Levain Bakery, 2167 Frederick Douglass Blvd, New York, NY 10026

For other locations, click here.

Sunday, 18 September 2016

Amy Ruth's

I had my first taste of fried chicken and waffles almost two years ago. It was a skeptical first bite, which soon had me grabbing for more waffles, more chicken, and more syrup. So when we found ourselves in Harlem this weekend, a trip to Amy Ruth's was an absolute necessity.

Amy Ruth's is a huge maze of a restaurant. We were led through one room of people, past another packed dining room, by the kitchen, up the stairs, and into another, less full room of hungry, happy, fried chicken eating customers. We were thrown a couple of menus, and the hostess, who as B aptly described 'wasn't exactly full of the charms of spring', left us.

But any lack of charm from our waitress was soon made up for by a much friendlier server bringing us huge cups of iced water, warm cornbread, and melting butter.

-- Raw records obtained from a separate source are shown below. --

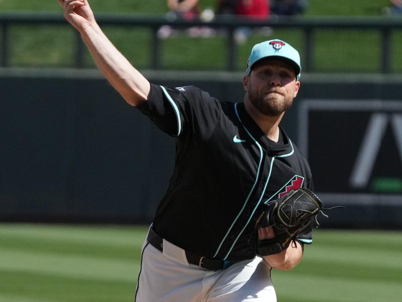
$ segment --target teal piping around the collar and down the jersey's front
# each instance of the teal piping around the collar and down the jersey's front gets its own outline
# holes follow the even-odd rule
[[[239,121],[242,123],[242,125],[243,125],[244,129],[246,130],[247,134],[254,140],[254,142],[255,142],[255,143],[258,145],[258,147],[260,148],[261,159],[260,159],[260,165],[259,165],[259,167],[258,167],[258,173],[259,173],[260,168],[261,168],[261,167],[260,167],[260,166],[261,166],[261,161],[262,161],[262,149],[261,149],[261,145],[258,144],[257,140],[251,135],[251,133],[247,130],[247,128],[244,126],[243,122],[241,121],[240,116],[239,116],[238,111],[237,111],[237,103],[235,104],[235,110],[236,110],[237,118],[238,118]],[[291,152],[289,152],[288,154],[277,155],[277,156],[273,156],[273,157],[272,157],[272,162],[271,162],[271,165],[270,165],[270,167],[269,167],[269,173],[268,173],[267,181],[265,182],[265,186],[264,186],[264,189],[262,190],[261,197],[260,197],[260,199],[258,200],[257,205],[254,207],[253,212],[251,213],[249,219],[247,220],[247,223],[244,225],[244,228],[241,230],[241,232],[239,233],[239,235],[237,236],[237,238],[233,241],[233,244],[232,244],[232,246],[230,247],[230,249],[229,249],[229,251],[228,251],[228,253],[226,254],[226,256],[225,256],[224,259],[226,259],[226,258],[229,256],[229,254],[232,252],[233,247],[235,246],[236,242],[239,240],[240,236],[243,234],[244,230],[246,229],[246,226],[250,223],[251,218],[254,216],[255,211],[257,210],[258,206],[260,205],[260,203],[261,203],[261,201],[262,201],[262,197],[264,196],[265,190],[266,190],[266,188],[267,188],[267,186],[268,186],[268,183],[269,183],[269,180],[270,180],[270,178],[271,178],[273,163],[274,163],[275,159],[276,159],[276,158],[288,157],[288,156],[291,156],[291,155],[294,153],[293,144],[291,143],[290,139],[289,139],[289,142],[290,142],[290,145],[291,145],[291,147],[292,147]],[[256,185],[256,183],[257,183],[257,180],[258,180],[258,173],[257,173],[257,177],[256,177],[256,182],[254,183],[254,186],[253,186],[253,188],[251,189],[251,192],[254,190],[254,187],[255,187],[255,185]],[[250,192],[250,194],[251,194],[251,192]],[[246,204],[247,204],[247,202],[248,202],[248,199],[249,199],[249,197],[250,197],[250,194],[249,194],[249,196],[247,197],[247,200],[246,200],[246,202],[245,202],[245,204],[244,204],[242,210],[239,212],[239,215],[236,217],[235,221],[238,219],[238,217],[240,216],[241,212],[242,212],[243,209],[245,208],[245,206],[246,206]],[[233,222],[233,224],[234,224],[234,222]],[[232,224],[232,226],[233,226],[233,224]],[[231,226],[231,228],[232,228],[232,226]],[[225,236],[225,238],[228,236],[229,232],[230,232],[230,230],[228,231],[228,233],[227,233],[227,235]],[[221,244],[221,245],[222,245],[222,244]]]

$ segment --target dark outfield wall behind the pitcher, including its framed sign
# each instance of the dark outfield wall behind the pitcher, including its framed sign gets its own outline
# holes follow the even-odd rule
[[[240,73],[151,72],[242,101]],[[97,70],[0,69],[0,220],[150,222],[173,139]],[[402,77],[303,74],[282,122],[308,157],[329,212],[322,225],[402,229]]]

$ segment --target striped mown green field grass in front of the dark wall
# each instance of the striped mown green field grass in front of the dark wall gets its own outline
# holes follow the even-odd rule
[[[0,302],[132,301],[145,226],[0,224]],[[316,230],[278,302],[399,302],[401,232]]]

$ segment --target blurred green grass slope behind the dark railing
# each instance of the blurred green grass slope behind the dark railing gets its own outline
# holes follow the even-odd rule
[[[215,6],[214,0],[200,2],[203,8]],[[90,0],[95,16],[100,13],[153,14],[166,13],[166,1]],[[314,16],[380,16],[389,0],[310,0],[305,17]],[[0,0],[0,12],[58,12],[56,0]],[[151,32],[146,28],[104,28],[112,42],[139,69],[150,68]],[[15,67],[72,67],[74,65],[74,30],[70,26],[25,26],[10,28],[10,66]],[[250,48],[267,39],[289,41],[304,56],[303,35],[300,30],[275,29],[269,36],[254,34],[238,48],[237,69],[243,70]],[[318,30],[316,32],[314,64],[318,72],[378,72],[381,39],[373,30]],[[392,41],[392,71],[402,72],[400,49],[402,31],[395,30]],[[190,38],[185,34],[162,41],[162,69],[224,70],[226,68],[226,38]],[[185,54],[185,55],[183,55]],[[203,54],[203,55],[200,55]],[[207,54],[207,55],[205,55]],[[86,53],[85,67],[94,67]]]

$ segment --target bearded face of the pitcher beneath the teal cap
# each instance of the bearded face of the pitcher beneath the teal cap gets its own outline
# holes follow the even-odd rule
[[[278,116],[286,111],[297,95],[300,82],[292,66],[280,59],[262,59],[244,77],[246,101],[262,114]]]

He took our order (efficiency is not lacking here), and we had pretty much eaten both slices of the sweet, fluffy cornbread, slathered in salty butter of course, before our order had even made it to the kitchen.

B decided he wasn't going to skimp on any part of this experience, so ordered a half-lemonade, half iced tea, which was sickly sweet, wonderfully refreshing, and, had we not been so in need of a big boost of sugar, would probably have led us head first into the strongest of sugar crashes.

Our chicken was soon delivered, and we were faced once again with the reality of astounding American portion sizes. One wonderfully thick waffle was topped with they most humungous fried chicken thigh, served with three extra portions of butter, and a huge bottle of syrup. This made my previous (British) chicken and waffle experience seem rather sad in comparison. It also made my love for this wonderfully unhealthy dish even stronger. 

But we weren't here just for the waffles. When there's an item on the menu called the 'Barack Obama', there was no way we were leaving without having it. A huge side of chicken (it seemed to be the majority of a chicken had been placed whole in the frier, and then put on our plate) had been cooked to juicy, moist, crispy-exterior perfection. It was served with our choice of sides – mac and cheese and collard greens – because we definitely needed some more carbs and fat with this meal, and having some green on one of our plates made us feel slightly healthier. Who am I kidding? The greens were dotted with meat and were salty and delicious, and totally unhealthy too. It was fabulous.

There's nothing apologetic, nothing fancy, and nothing not to love about Amy Ruth's. If you're looking for some proper Southern food, I've not yet found anything better in NYC.